Digitalisation has intensified the trend for artists to retain ownership of a self-financed recording – and thus become “labels” themselves, i.e. small music companies. The reason for this is the digitalisation of music, which has become much cheaper. The same goes for the digitisation of marketing.
Instead of large budgets for advertising via mass media, expensive videos for MTV & VIVA, and a lot of personnel for public relations processing of the mass media radio, TV & press, in order to gain market access and reach potential listeners, market access is possible for everyone through the Internet. This has given rise to a comparatively inexpensive way of directly marketing music, the relevance and effectiveness of which is increasing daily.
The Musician Becomes Their Own Marketing Manager
Instead of capital and the bottleneck “market access”, where in pre-digital times the A&R was the closest barrier to the market access, in principle any artist who is well organized can now be their own music company with the “right” distribution – but consequently they must also be their own marketer. Through the personalization of marketing – away from “one-to-many” via mass media to “one-to-one” via the Internet – capital + exclusive market access is no longer necessary, as the so-called “big” music companies, the “majors”, represent. Today time + imaginative, entertaining communication that leads to a veritable dialogue with the interested parties are the key.
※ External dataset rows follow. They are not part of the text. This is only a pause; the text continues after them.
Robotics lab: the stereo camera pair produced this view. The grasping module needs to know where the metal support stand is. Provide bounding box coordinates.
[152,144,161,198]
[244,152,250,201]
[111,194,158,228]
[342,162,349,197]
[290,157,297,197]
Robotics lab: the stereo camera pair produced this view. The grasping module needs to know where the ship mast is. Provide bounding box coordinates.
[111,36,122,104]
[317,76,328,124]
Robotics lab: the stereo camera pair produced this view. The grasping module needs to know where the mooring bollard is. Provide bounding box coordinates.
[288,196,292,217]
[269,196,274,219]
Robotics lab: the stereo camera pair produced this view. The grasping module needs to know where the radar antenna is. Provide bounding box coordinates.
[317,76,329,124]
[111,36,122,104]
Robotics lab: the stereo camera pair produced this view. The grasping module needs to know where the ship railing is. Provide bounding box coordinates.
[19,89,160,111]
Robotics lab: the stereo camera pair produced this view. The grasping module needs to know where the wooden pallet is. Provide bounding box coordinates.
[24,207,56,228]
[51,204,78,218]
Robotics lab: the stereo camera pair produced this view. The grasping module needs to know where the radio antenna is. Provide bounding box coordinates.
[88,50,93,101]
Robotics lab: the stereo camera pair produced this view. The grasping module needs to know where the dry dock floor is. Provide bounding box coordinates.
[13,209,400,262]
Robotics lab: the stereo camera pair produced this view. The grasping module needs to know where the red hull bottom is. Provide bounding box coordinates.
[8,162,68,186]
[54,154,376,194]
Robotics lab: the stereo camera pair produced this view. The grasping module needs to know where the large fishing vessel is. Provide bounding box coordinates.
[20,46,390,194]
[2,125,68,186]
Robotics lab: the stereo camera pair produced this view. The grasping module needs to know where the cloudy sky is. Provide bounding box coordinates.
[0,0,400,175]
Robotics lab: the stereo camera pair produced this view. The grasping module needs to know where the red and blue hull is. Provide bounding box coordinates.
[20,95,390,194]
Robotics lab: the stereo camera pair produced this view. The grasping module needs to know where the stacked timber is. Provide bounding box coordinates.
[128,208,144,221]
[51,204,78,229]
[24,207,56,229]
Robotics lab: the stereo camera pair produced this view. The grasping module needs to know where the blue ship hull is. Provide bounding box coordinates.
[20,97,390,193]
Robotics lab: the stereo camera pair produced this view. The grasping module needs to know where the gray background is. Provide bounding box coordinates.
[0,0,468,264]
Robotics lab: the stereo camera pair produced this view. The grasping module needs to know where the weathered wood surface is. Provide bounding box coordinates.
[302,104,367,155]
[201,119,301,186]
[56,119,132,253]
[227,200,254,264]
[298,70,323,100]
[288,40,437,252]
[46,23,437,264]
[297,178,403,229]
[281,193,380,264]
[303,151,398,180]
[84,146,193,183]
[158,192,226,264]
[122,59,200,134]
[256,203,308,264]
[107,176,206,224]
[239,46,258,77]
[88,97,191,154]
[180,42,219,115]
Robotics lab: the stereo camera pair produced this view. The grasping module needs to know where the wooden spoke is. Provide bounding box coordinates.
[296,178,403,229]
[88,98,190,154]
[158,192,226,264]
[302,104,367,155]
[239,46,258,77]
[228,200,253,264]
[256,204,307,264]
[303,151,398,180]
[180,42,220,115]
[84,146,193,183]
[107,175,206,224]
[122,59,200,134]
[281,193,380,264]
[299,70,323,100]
And this continuously very personal “entertainment” cannot be led by a product manager of a large music company, because they have only a relatively short time window in the “release phase” per artist, since they have to look after tens of other artists. In addition, the fan immediately notices when marketing agents act here. The structure, working method + the resulting possible timing is the reason why marketing via marketing “intermediaries”, as they represent the great music firms, no longer works.
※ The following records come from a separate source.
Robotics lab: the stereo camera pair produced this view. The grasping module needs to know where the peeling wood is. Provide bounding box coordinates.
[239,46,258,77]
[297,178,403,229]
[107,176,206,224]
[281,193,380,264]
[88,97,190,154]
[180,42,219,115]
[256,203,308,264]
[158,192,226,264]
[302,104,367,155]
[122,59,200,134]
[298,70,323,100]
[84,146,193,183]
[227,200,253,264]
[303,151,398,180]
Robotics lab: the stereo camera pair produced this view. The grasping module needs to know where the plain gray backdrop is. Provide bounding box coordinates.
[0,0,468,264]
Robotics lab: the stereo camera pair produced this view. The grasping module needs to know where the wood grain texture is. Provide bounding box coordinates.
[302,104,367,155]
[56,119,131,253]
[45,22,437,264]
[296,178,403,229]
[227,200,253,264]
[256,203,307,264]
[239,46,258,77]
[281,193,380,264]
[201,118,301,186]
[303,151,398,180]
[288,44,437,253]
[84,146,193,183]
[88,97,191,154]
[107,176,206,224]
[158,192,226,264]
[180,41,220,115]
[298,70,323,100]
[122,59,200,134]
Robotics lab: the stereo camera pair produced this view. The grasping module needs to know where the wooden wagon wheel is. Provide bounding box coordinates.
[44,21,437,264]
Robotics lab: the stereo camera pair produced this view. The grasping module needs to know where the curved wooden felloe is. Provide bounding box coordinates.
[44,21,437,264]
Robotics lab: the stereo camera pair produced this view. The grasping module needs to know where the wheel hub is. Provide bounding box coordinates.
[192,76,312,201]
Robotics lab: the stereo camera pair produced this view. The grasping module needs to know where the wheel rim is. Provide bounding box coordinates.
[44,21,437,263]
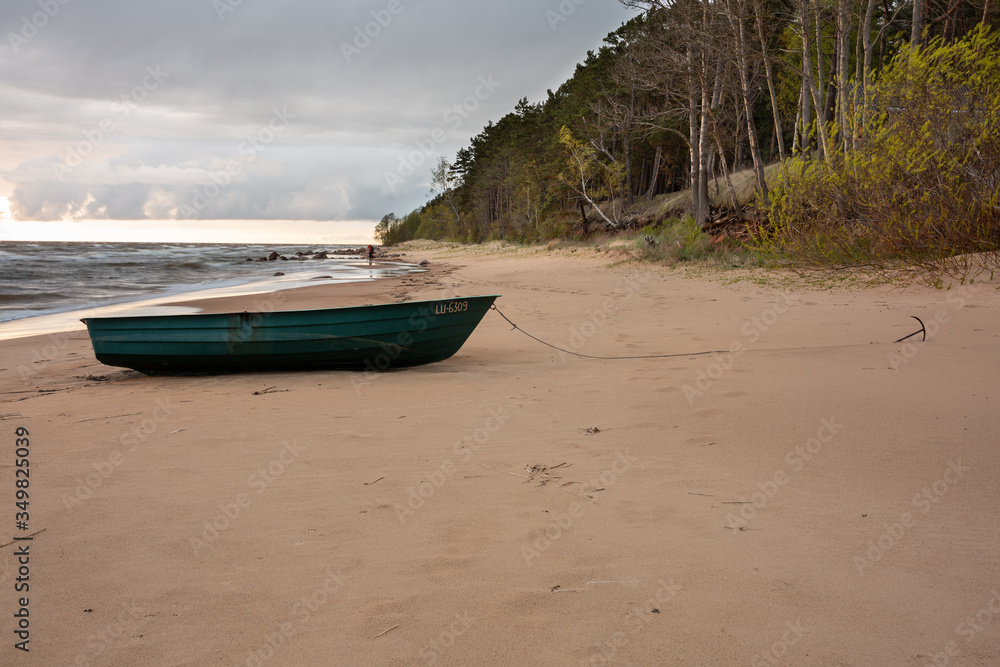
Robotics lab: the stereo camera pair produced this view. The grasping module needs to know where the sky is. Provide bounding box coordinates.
[0,0,634,243]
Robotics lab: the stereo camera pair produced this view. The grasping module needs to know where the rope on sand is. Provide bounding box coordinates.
[490,304,927,361]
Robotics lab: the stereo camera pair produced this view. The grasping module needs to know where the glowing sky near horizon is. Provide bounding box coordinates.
[0,0,634,243]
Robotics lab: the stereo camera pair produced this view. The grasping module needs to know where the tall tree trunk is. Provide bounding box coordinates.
[698,86,711,218]
[837,0,854,153]
[801,0,828,160]
[823,40,840,151]
[753,0,785,166]
[646,146,663,199]
[688,81,704,225]
[878,0,889,72]
[792,85,804,155]
[858,0,878,109]
[799,64,812,159]
[729,0,770,206]
[624,131,635,206]
[910,0,924,56]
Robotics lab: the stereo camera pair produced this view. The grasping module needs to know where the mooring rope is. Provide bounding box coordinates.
[490,304,729,361]
[490,304,927,361]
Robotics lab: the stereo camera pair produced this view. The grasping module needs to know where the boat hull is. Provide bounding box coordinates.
[83,295,497,375]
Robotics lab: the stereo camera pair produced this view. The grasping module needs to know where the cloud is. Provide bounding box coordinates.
[0,0,629,220]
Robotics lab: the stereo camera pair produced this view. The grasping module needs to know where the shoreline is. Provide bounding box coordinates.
[0,254,425,341]
[0,248,1000,666]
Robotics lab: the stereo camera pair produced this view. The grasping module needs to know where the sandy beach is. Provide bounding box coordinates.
[0,248,1000,666]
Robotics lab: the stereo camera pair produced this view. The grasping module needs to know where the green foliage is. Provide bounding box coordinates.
[755,28,1000,270]
[636,216,712,263]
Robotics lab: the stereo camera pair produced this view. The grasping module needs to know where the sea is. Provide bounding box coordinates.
[0,241,422,338]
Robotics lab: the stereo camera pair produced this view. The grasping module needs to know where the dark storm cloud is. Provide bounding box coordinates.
[0,0,627,220]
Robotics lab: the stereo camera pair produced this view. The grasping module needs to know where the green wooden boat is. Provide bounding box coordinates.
[81,295,498,375]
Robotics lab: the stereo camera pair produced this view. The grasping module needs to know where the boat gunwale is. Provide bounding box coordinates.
[80,294,502,328]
Thereby Direct Communication Now Replaces Capital!
Incidentally, the same thing happened on the business meta-level: Marketing is changing from “advertising” to “communication” – also at the economics faculties of the universities. For the artist, this also means that the change in marketing – away from “one-to-many” via mass media to “one-to-one” via the Internet – places a additional workload on them.
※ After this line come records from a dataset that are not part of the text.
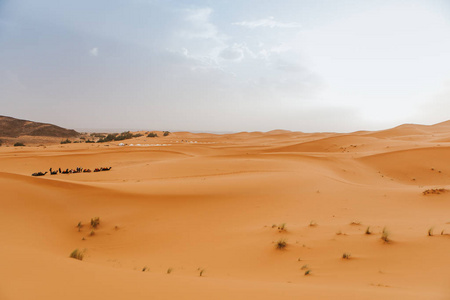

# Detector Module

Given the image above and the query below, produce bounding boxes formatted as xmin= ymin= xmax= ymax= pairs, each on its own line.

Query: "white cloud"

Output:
xmin=231 ymin=17 xmax=301 ymax=29
xmin=89 ymin=47 xmax=98 ymax=56
xmin=182 ymin=7 xmax=218 ymax=39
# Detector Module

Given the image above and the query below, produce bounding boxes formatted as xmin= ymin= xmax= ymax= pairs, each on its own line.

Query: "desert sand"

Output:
xmin=0 ymin=122 xmax=450 ymax=300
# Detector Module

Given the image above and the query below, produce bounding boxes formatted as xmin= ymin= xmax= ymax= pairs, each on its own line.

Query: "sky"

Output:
xmin=0 ymin=0 xmax=450 ymax=132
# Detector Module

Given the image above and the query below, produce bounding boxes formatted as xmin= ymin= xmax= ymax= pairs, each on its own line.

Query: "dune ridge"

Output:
xmin=0 ymin=122 xmax=450 ymax=299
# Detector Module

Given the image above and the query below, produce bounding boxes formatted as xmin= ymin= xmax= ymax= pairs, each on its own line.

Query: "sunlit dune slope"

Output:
xmin=0 ymin=123 xmax=450 ymax=299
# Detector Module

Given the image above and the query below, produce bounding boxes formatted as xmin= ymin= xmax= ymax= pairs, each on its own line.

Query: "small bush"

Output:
xmin=422 ymin=189 xmax=448 ymax=196
xmin=91 ymin=217 xmax=100 ymax=228
xmin=61 ymin=139 xmax=72 ymax=144
xmin=381 ymin=227 xmax=391 ymax=243
xmin=278 ymin=223 xmax=286 ymax=231
xmin=309 ymin=221 xmax=317 ymax=227
xmin=97 ymin=133 xmax=118 ymax=143
xmin=70 ymin=249 xmax=84 ymax=260
xmin=276 ymin=239 xmax=287 ymax=250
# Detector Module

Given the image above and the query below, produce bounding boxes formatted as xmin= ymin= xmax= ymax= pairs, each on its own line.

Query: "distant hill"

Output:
xmin=0 ymin=116 xmax=80 ymax=138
They do not only have to create above average great music and compositions, write good lyrics, make great music recordings and make inspiring appearances. They now have to have an interesting, lasting conversation with the people who are interested in them. This is not everyone’s cup of tea. In addition, a day only has 24 hours. The answer to this problem will define what the music industry of the future will look like.
The Future of the Music Industry…
My answer: At the beginning of a career every artist will also have to be a communicator with an authentic “face”, live and via the Internet, and generate a certain critical mass of first contacts themselves. In an advanced stage, for example when they already have many appearances – and first music recordings are successfully placed on the global platforms – they will need a representative at some point due to lack of time.
Due to the need for very authentic, personal “entertainment”, such a representative cannot be an “off-the-shelf mediator”, a classic “product manager” (see above). But at most a permanent representative directly next to them, a kind of personal assistant, who is permanently able to take part in this conversation close to the artist. My prediction is that this will lead to the resurgence of the music manager, who, however, must be a manager with excellent digital expertise. They will have to be able to manage the artist’s digital account with a distributor and master the full range of online marketing tools that have become indispensable for marketing today. Ideally, they will use a digital distributor that integrates distribution with online marketing at the technical level into a single dashboard. A digital distribution 2.0, or digital distribution plus, as it is feiyr.com, simply to keep track and save time.
However, the artist will still have to be at the interface of direct communication with the fans in order to give their marketing entertainment the indispensable personal touch and authenticity. Since such a One-Artist-Label will become the rule in the future, it is therefore the task of the A&Rs to find exactly this kind of artist.